Avec près de 15 % des suffrages exprimés, la S.F.I.O. n'arrive qu'en quatrième position derrière le M.R. P (39 %), les communistes (18 %) et les indépendants (16 %) mais devance la liste du Rassemblement des gauches républicaines (12%) conduite par Maurice Delom-Sorbé qui perd son siège.

Membre du groupe socialiste, Gaston Chaze siège à la Commission des affaires économiques et à celle des finances et du contrôle budgétaire. Durant cette courte législature, il dépose une proposition de loi relative au calcul des rentes d'accident du travail et rédige un rapport sur des dispositions fiscales applicables à l'Algérie.

Réélu aux élections législatives du 10 novembre 1946 par 15 % des suffrages exprimés, il siège quelques mois à la Commission de la famille, de la population et de la santé publique ainsi qu'à celle des affaires étrangères. Cependant, en 1947, son expérience professionnelle l'amène à réintégrer la Commission des affaires économiques, à laquelle il appartiendra jusqu'à la fin de la législature puis à participer aux travaux de la Commission des pensions à partir de 1950. Par ailleurs, en 1948 et 1949 il est nommé juré à la Haute Cour de justice.

Au nom de la Commission des affaires économiques, le 8 mars 1949, le député des Basses-Pyrénées rédige deux avis : le premier sur la réorganisation des services du ravitaillement, le second sur la poursuite et la répression des infractions économiques. Le 28 juin 1949 il dépose une proposition de loi concernant la patente. En séance il intervient dans les domaines économique, fiscal et budgétaire, souvent en tant que rapporteur de la Commission des affaires économiques.
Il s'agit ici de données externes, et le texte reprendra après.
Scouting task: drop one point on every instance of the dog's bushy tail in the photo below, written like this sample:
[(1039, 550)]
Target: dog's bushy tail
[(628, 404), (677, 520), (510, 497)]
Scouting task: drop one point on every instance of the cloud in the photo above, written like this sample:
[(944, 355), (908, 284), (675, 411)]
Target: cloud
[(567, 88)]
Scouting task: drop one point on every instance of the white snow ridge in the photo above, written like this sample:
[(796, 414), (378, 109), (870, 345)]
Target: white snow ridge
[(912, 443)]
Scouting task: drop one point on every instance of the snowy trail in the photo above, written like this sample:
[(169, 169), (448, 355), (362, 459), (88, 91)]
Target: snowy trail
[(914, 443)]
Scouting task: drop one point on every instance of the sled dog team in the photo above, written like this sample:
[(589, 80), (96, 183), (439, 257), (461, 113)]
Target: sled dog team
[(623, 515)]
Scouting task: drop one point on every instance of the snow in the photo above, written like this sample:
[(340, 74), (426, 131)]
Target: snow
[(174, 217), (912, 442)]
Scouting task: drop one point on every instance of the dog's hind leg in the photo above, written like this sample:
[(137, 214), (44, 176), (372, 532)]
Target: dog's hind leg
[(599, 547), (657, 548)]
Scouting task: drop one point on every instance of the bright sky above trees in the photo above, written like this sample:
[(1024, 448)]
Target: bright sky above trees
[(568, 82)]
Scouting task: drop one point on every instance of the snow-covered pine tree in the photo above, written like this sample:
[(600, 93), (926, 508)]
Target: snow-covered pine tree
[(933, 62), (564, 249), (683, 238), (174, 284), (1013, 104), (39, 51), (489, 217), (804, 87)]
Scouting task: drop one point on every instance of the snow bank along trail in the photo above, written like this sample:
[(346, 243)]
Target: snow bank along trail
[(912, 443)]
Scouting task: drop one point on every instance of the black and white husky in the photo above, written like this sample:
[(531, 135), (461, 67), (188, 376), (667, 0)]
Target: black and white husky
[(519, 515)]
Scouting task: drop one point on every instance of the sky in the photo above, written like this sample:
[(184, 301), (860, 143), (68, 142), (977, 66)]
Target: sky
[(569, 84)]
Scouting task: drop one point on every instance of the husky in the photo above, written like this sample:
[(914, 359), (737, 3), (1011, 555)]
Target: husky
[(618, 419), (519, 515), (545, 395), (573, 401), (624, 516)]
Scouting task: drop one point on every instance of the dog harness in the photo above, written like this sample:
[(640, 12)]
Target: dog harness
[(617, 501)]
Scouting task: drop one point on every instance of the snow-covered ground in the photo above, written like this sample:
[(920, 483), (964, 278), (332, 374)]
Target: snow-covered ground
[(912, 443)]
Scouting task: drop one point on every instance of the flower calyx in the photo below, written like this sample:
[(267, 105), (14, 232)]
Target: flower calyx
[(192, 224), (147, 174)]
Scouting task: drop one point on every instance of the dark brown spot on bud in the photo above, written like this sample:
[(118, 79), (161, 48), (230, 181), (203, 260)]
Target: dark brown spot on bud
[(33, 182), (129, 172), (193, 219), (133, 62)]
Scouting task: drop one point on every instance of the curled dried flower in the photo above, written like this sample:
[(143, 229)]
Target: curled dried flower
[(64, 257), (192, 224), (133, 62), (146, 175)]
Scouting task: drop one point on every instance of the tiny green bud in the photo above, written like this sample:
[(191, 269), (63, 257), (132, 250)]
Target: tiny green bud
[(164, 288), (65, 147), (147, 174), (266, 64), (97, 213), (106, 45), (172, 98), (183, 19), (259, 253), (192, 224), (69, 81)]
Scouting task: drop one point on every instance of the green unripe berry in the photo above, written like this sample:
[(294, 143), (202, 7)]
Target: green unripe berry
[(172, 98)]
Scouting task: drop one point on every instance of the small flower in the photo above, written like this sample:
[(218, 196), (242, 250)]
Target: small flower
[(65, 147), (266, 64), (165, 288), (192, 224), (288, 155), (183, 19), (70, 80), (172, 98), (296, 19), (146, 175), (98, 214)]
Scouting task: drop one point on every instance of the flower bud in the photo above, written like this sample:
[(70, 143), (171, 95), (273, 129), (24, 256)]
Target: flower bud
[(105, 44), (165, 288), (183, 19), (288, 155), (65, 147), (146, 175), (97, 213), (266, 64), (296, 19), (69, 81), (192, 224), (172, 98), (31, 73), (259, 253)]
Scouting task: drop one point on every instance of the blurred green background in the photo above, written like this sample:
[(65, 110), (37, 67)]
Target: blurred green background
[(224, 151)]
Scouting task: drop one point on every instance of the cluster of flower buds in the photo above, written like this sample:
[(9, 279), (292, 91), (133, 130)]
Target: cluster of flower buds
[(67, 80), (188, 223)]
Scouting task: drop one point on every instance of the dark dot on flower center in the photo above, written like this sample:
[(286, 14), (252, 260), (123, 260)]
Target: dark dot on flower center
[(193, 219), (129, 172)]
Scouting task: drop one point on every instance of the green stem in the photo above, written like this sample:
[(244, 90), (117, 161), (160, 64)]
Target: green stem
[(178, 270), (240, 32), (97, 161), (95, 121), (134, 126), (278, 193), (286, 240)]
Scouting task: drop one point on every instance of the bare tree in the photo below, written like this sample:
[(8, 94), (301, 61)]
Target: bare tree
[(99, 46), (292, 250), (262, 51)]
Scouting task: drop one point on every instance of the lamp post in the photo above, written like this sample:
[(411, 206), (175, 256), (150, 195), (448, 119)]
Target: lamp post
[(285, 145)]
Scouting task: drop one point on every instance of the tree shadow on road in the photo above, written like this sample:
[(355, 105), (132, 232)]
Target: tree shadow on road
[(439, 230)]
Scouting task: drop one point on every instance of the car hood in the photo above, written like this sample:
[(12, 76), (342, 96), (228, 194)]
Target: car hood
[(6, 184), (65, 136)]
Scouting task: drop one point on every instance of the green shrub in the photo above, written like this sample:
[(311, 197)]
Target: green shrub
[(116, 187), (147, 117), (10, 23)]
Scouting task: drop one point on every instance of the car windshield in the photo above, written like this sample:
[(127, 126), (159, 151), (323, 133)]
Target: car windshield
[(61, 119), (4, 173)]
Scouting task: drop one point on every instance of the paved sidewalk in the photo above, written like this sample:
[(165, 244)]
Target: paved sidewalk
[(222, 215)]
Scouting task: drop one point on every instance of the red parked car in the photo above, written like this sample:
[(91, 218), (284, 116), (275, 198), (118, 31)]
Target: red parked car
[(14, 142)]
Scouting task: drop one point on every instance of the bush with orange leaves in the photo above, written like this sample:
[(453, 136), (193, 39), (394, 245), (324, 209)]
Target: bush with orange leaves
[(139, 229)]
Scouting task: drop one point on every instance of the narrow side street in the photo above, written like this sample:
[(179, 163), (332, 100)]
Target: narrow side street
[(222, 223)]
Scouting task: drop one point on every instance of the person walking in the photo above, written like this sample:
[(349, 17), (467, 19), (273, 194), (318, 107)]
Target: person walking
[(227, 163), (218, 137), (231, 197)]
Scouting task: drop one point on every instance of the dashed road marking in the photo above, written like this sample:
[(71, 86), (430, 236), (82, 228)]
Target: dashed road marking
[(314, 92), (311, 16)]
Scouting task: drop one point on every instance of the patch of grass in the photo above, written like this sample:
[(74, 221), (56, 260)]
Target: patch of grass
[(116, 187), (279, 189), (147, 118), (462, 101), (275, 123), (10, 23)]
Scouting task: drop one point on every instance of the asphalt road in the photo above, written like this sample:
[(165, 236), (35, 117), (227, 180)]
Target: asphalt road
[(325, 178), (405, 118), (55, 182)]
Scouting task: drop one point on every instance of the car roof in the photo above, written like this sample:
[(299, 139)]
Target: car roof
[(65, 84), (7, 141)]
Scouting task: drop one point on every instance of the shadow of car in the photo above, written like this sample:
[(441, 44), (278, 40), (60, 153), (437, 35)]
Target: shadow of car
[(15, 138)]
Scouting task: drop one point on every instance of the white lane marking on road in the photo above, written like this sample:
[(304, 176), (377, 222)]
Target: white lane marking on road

Aux élections législatives du 17 juin 1951, la liste socialiste n'arrive qu'en sixième position avec 11,8 % des suffrages exprimés et n'obtient aucun élu. Toutefois, aux élections de 1953 Gaston Chaze conserve son mandat de conseiller municipal de Pau qu'il avait à nouveau exercé depuis 1947. Il ne se représente pas aux élections législatives du 2 janvier 1956.